This needs some significant discussion which can come later. But for now, I am only suggesting an
interim solution. And by the way, Discourse has said this post is similar (I guess in context) to several others, none of which mentioned anything about Fused Multiple Addition. Yes, they are related to floating point but that is a long bow to draw.
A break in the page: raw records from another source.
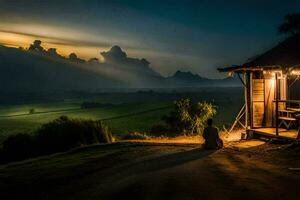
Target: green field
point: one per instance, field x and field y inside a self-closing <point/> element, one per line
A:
<point x="129" y="111"/>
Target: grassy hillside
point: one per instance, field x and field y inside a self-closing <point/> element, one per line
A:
<point x="129" y="111"/>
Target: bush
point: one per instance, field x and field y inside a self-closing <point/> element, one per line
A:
<point x="64" y="133"/>
<point x="189" y="118"/>
<point x="59" y="135"/>
<point x="159" y="129"/>
<point x="18" y="146"/>
<point x="135" y="136"/>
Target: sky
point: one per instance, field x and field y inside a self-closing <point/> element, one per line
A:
<point x="187" y="35"/>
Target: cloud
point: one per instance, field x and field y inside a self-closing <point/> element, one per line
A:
<point x="117" y="57"/>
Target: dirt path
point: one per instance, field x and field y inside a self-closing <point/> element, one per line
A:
<point x="178" y="171"/>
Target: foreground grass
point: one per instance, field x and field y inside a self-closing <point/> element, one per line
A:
<point x="130" y="112"/>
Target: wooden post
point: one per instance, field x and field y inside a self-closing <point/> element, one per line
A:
<point x="276" y="103"/>
<point x="246" y="99"/>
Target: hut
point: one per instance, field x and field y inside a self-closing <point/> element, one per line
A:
<point x="271" y="90"/>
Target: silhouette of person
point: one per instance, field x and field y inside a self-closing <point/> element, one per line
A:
<point x="211" y="136"/>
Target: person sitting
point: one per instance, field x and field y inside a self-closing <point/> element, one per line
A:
<point x="211" y="136"/>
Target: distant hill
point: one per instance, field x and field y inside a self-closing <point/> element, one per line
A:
<point x="24" y="71"/>
<point x="27" y="71"/>
<point x="187" y="79"/>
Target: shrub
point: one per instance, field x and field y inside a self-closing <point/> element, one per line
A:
<point x="158" y="129"/>
<point x="189" y="118"/>
<point x="18" y="146"/>
<point x="65" y="133"/>
<point x="56" y="136"/>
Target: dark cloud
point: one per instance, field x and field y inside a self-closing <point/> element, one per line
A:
<point x="74" y="58"/>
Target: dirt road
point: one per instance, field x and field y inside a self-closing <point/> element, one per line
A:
<point x="167" y="171"/>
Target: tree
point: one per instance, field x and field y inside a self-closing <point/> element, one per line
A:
<point x="291" y="24"/>
<point x="189" y="118"/>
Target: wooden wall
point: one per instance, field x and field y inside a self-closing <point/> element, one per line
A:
<point x="269" y="102"/>
<point x="257" y="103"/>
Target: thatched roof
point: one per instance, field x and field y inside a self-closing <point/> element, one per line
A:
<point x="285" y="55"/>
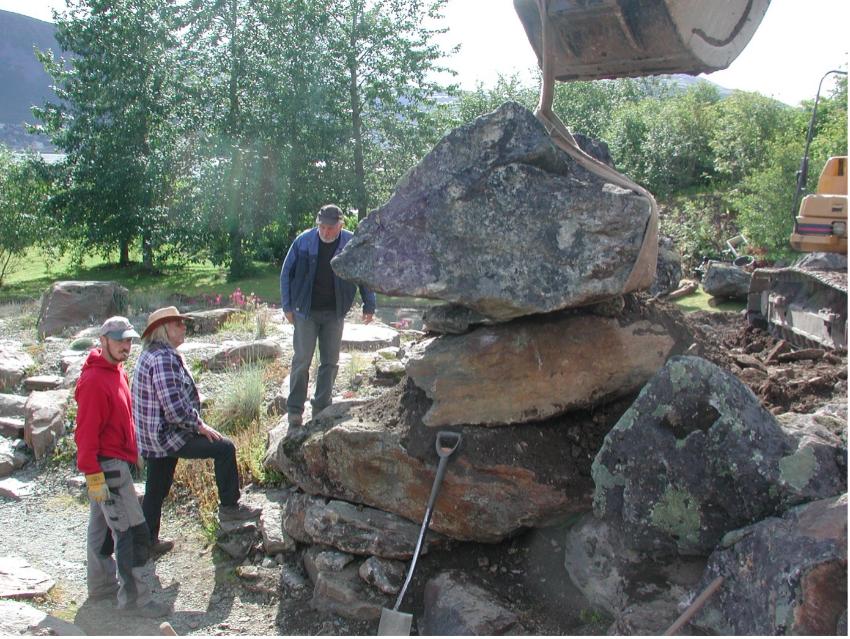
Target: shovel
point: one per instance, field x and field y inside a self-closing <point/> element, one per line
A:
<point x="392" y="621"/>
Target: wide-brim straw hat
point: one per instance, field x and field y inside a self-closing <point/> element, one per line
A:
<point x="161" y="316"/>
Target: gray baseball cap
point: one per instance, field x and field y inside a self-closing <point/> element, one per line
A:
<point x="329" y="214"/>
<point x="118" y="327"/>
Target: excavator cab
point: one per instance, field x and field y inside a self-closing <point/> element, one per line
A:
<point x="822" y="222"/>
<point x="599" y="39"/>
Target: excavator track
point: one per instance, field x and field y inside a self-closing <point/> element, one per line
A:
<point x="805" y="307"/>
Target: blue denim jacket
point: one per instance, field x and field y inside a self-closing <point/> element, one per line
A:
<point x="299" y="273"/>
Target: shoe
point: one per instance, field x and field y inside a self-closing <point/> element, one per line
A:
<point x="238" y="512"/>
<point x="161" y="546"/>
<point x="104" y="598"/>
<point x="151" y="610"/>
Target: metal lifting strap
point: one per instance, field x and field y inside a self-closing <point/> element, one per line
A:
<point x="644" y="268"/>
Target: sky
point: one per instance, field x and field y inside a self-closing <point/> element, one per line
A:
<point x="797" y="42"/>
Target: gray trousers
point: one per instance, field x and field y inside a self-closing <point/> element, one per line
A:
<point x="325" y="328"/>
<point x="121" y="516"/>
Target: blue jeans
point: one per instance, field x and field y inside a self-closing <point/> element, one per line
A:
<point x="326" y="328"/>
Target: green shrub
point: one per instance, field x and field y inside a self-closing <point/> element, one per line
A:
<point x="239" y="404"/>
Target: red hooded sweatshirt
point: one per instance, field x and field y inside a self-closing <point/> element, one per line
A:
<point x="104" y="415"/>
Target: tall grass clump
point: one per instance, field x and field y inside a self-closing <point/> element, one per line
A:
<point x="240" y="401"/>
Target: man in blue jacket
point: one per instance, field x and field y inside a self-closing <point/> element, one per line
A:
<point x="316" y="301"/>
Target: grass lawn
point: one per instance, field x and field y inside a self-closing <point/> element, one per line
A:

If this does belong in another item, or as a Github Issue, feel free to move it (but let me know please because when it is moved, not even the original author is notified).
At the moment, an FMA can be achieved by calling the (C) maths library routine fma or *fmaf as in
inline proc _fma(x : ?Real, y : Real, z : Real) where Real == real(32)
{
extern proc fmaf(x : real(32), y : real(32), z : real(32)) : real(32);
return fmaf(x, y, z);
}
inline proc _fma(x : ?Real, y : Real, z : Real) where Real == real(
{
extern proc fma(x : real(64), y : real(64), z : real(64)) : real(64);
return fma(x, y, z);
}
Directly calling those routines are slow.
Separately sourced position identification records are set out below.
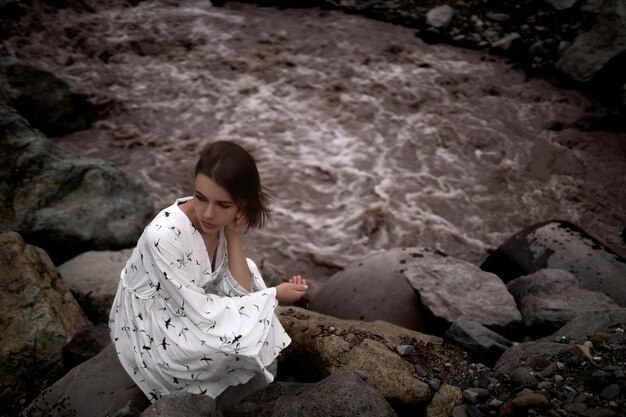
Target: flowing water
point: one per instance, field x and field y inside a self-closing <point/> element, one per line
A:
<point x="367" y="137"/>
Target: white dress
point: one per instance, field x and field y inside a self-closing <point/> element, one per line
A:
<point x="177" y="324"/>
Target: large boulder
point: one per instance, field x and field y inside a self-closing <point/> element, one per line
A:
<point x="323" y="345"/>
<point x="550" y="298"/>
<point x="450" y="288"/>
<point x="561" y="245"/>
<point x="417" y="288"/>
<point x="38" y="319"/>
<point x="99" y="387"/>
<point x="93" y="278"/>
<point x="46" y="101"/>
<point x="373" y="289"/>
<point x="603" y="46"/>
<point x="339" y="395"/>
<point x="61" y="202"/>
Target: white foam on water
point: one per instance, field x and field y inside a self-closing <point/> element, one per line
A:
<point x="368" y="138"/>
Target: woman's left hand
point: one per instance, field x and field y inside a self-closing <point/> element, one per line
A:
<point x="238" y="225"/>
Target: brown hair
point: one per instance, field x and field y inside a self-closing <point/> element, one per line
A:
<point x="234" y="169"/>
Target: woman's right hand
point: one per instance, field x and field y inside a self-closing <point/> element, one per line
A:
<point x="291" y="291"/>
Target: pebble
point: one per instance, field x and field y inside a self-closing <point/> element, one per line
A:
<point x="610" y="392"/>
<point x="420" y="370"/>
<point x="361" y="374"/>
<point x="474" y="395"/>
<point x="404" y="350"/>
<point x="435" y="384"/>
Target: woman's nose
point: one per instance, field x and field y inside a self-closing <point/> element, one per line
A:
<point x="209" y="211"/>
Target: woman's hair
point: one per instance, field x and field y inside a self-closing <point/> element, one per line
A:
<point x="234" y="169"/>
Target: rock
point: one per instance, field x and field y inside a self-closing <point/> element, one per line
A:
<point x="444" y="401"/>
<point x="46" y="101"/>
<point x="483" y="344"/>
<point x="373" y="289"/>
<point x="505" y="42"/>
<point x="550" y="298"/>
<point x="93" y="278"/>
<point x="450" y="288"/>
<point x="592" y="52"/>
<point x="587" y="325"/>
<point x="447" y="288"/>
<point x="372" y="351"/>
<point x="64" y="203"/>
<point x="562" y="4"/>
<point x="561" y="245"/>
<point x="87" y="343"/>
<point x="527" y="398"/>
<point x="98" y="387"/>
<point x="183" y="405"/>
<point x="527" y="354"/>
<point x="39" y="318"/>
<point x="339" y="395"/>
<point x="440" y="16"/>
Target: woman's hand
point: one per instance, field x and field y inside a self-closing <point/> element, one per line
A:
<point x="291" y="291"/>
<point x="237" y="226"/>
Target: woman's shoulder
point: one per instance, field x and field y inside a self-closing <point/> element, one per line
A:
<point x="170" y="224"/>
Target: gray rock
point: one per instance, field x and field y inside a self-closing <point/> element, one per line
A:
<point x="561" y="245"/>
<point x="46" y="101"/>
<point x="98" y="387"/>
<point x="183" y="405"/>
<point x="444" y="401"/>
<point x="374" y="289"/>
<point x="314" y="357"/>
<point x="529" y="354"/>
<point x="440" y="16"/>
<point x="93" y="278"/>
<point x="550" y="298"/>
<point x="87" y="343"/>
<point x="450" y="288"/>
<point x="586" y="325"/>
<point x="61" y="202"/>
<point x="339" y="395"/>
<point x="594" y="51"/>
<point x="562" y="4"/>
<point x="483" y="344"/>
<point x="384" y="287"/>
<point x="39" y="318"/>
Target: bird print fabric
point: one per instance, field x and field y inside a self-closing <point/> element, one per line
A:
<point x="180" y="325"/>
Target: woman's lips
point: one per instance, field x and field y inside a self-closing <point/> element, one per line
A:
<point x="207" y="225"/>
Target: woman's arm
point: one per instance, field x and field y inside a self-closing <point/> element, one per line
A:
<point x="237" y="263"/>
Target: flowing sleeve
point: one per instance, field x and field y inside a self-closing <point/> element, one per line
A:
<point x="237" y="324"/>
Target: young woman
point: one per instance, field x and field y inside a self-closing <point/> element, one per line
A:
<point x="192" y="313"/>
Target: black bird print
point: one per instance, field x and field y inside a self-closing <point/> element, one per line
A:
<point x="156" y="245"/>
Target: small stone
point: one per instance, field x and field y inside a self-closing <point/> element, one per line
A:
<point x="459" y="411"/>
<point x="420" y="370"/>
<point x="495" y="403"/>
<point x="527" y="398"/>
<point x="435" y="384"/>
<point x="361" y="374"/>
<point x="610" y="392"/>
<point x="404" y="350"/>
<point x="474" y="395"/>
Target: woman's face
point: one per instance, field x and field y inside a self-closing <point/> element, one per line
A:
<point x="213" y="206"/>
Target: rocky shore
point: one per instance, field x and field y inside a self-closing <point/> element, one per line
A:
<point x="538" y="330"/>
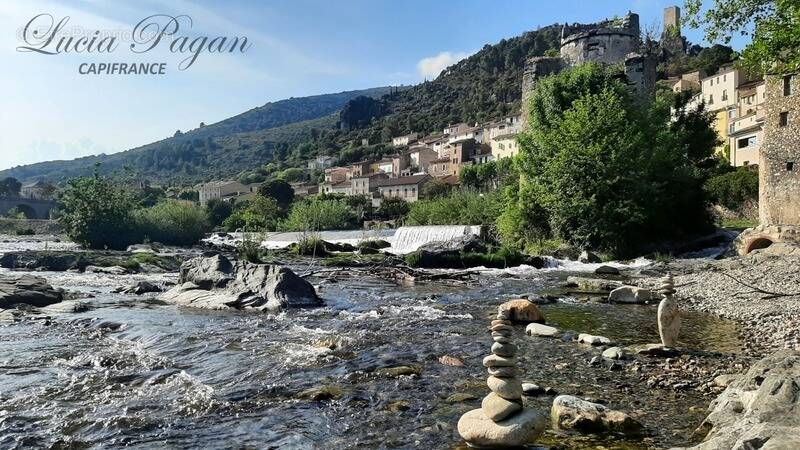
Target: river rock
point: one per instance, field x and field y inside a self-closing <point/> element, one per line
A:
<point x="508" y="388"/>
<point x="110" y="270"/>
<point x="569" y="412"/>
<point x="27" y="290"/>
<point x="538" y="329"/>
<point x="497" y="408"/>
<point x="593" y="284"/>
<point x="590" y="339"/>
<point x="606" y="270"/>
<point x="516" y="431"/>
<point x="588" y="257"/>
<point x="761" y="409"/>
<point x="522" y="310"/>
<point x="216" y="283"/>
<point x="630" y="294"/>
<point x="139" y="288"/>
<point x="504" y="349"/>
<point x="616" y="353"/>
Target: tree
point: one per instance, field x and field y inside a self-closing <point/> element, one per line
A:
<point x="217" y="211"/>
<point x="606" y="172"/>
<point x="774" y="26"/>
<point x="9" y="187"/>
<point x="96" y="213"/>
<point x="393" y="208"/>
<point x="279" y="190"/>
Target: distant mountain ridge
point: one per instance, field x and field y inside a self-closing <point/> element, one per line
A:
<point x="201" y="141"/>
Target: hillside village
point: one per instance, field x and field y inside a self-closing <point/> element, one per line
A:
<point x="736" y="101"/>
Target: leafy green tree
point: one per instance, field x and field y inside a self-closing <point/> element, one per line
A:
<point x="9" y="187"/>
<point x="259" y="214"/>
<point x="608" y="172"/>
<point x="279" y="190"/>
<point x="217" y="211"/>
<point x="96" y="213"/>
<point x="774" y="26"/>
<point x="172" y="222"/>
<point x="318" y="214"/>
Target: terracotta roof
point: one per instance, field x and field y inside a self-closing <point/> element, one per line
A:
<point x="402" y="181"/>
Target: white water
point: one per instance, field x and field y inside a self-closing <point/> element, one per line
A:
<point x="409" y="239"/>
<point x="404" y="239"/>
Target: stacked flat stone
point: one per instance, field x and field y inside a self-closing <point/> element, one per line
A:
<point x="501" y="421"/>
<point x="506" y="396"/>
<point x="669" y="316"/>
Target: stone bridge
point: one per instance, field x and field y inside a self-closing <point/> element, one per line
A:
<point x="33" y="208"/>
<point x="764" y="236"/>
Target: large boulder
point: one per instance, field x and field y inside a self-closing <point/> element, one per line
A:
<point x="216" y="283"/>
<point x="27" y="290"/>
<point x="630" y="294"/>
<point x="760" y="409"/>
<point x="569" y="412"/>
<point x="522" y="310"/>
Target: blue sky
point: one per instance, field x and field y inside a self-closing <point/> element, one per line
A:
<point x="300" y="47"/>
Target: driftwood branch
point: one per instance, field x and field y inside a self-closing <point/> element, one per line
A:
<point x="758" y="290"/>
Until there is a discussion about how Chapel should support FMA in its arithmetic without calling those routines, addressing the performance issues in the above is moot.
In the meantime, can we get a compiler flag which will force the back-end to do what -mfma achieves in many C compilers and map any explicit call to what appears to be the maths library rouitine fma (or fmaf) to a macro which will directly produce a Fused Multiply machine instruction. This may need to be totally separate from --fast because it has to work when --ieee-float is invoked with --fast.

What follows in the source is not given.